In this study, we report the design and execution of a rainfed cropping research effort that is designed to increase the volume of information that can be generated in a single growing season. Initial results relating to a two-year implementation of a rainfed matrix experiment with cotton research on the southern high plains of Texas are reported. The system used a series of sequential plantings to allow the researcher to evaluate performance of cotton across and range of environments. Inclusion of a simulated-rain protocol creates an enhanced range of water and thermal environments within a single season.

The study was initiated in 2016 and the results for the first two years of the study, 2016 and 2017 were reported. A total of 56 combinations of plantings and water were established over the two years with 44 planting/water combinations resulting in harvestable yield. Though the two years were relatively wet for the region there was variation in rain across the matrix. As a result of the above average rain amounts, the amounts of the rain simulations were small (<18%) relative to the natural rain. Yield varied across the water/planting matrix though the relationship between study-rain and yield was relatively weak with an R² = 0.35.

The relatively weak relationship between crop water and yield underscores the complexities of the interactions among crops and their environments.
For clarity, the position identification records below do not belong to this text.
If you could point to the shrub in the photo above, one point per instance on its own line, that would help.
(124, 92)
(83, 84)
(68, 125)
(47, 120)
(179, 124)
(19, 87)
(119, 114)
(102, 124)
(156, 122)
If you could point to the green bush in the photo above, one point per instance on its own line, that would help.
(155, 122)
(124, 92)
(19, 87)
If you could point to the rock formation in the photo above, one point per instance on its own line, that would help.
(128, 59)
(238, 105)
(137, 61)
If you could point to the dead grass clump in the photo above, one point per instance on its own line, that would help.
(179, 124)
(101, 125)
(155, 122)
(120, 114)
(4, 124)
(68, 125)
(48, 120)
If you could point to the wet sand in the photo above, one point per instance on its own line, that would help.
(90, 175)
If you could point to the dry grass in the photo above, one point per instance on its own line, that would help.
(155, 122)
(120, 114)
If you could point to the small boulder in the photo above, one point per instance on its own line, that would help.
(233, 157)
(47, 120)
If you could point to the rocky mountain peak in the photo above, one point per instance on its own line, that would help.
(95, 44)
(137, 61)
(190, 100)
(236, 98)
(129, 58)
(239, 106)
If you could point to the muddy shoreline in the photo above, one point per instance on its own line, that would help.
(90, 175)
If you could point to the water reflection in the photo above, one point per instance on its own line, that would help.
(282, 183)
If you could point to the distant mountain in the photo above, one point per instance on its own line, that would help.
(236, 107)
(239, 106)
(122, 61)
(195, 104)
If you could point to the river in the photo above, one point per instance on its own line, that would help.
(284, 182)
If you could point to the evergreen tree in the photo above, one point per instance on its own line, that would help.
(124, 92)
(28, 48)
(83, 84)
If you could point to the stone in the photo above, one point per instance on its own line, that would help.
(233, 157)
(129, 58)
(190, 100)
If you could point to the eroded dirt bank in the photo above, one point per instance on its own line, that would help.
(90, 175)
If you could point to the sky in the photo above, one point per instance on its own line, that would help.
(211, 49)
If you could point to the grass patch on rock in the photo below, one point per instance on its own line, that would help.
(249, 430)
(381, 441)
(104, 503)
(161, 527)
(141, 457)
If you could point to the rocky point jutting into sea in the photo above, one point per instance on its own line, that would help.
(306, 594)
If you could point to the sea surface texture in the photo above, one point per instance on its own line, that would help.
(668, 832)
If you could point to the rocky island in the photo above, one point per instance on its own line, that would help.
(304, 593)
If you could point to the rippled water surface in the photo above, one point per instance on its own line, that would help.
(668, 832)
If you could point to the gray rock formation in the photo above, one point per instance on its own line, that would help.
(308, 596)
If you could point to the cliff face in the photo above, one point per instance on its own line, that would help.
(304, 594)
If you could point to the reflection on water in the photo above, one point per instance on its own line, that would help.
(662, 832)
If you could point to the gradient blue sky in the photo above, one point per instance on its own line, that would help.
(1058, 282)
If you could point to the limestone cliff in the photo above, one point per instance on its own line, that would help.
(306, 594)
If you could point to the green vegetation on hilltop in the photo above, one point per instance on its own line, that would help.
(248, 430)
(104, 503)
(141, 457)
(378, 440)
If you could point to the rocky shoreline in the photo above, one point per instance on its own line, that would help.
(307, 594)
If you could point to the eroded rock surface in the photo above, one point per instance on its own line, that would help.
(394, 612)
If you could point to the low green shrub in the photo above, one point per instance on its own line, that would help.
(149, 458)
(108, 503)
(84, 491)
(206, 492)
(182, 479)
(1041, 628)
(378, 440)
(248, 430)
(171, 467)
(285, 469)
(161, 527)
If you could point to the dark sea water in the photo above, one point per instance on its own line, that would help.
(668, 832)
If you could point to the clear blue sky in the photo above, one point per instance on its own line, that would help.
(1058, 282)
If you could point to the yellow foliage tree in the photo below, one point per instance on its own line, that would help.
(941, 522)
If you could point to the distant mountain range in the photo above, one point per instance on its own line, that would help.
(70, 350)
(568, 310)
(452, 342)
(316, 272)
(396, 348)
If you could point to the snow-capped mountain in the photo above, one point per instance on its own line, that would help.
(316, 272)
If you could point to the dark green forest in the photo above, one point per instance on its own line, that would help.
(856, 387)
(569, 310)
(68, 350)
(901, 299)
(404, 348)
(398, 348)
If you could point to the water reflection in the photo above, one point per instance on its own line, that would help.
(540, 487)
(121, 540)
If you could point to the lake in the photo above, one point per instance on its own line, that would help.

While the total water varied across the matrix, the lack of a strong relationship suggests that (1) rain amounts and crop water use were not tightly connected. (2) The relationship between the total amount of rain and its effectiveness is a complex function of the amount and its timing relative to the crop. These relationships are perhaps worth studying. (3) Environmental variables other than rain varied across the matrix in a manner that reduced or masked the importance of water on the crop.

The fact that sequential plantings result in a variety of thermal environments across the matrix complicates, perhaps even negates, the contributions of a rain matrix system for understanding the water/yield relationships in cotton. This is not totally unexpected and results from additional years of study should help to understand not only rain but its interaction with other environmental factors in defining cotton production in a rainfed setting. The data from additional years of a rain matrix, with a broader range of natural rainfall and temperatures, may provide the basis for a more complete assessment of the utility of the approach.

A strength of a rain matrix design is that it is linearly scalable. While it can be implemented on a one-hectare field with a few varieties, it could also be readily expanded to screen a hundred varieties on 60 hectares. The goal of the rain matrix was to enhance the number of plant/environment response pairs that can be generated in a research setting. The multiple plantings and rain simulations over the two years produced a total of 44 plant/environment pairs, as compared with the two plant/environment pairs that would have resulted without the matrix design. In spite of the confounding elements of rain vs effective rain and variable thermal environments associated with the approach, we conclude that a rain matrix design might be useful in the study of rainfed cropping.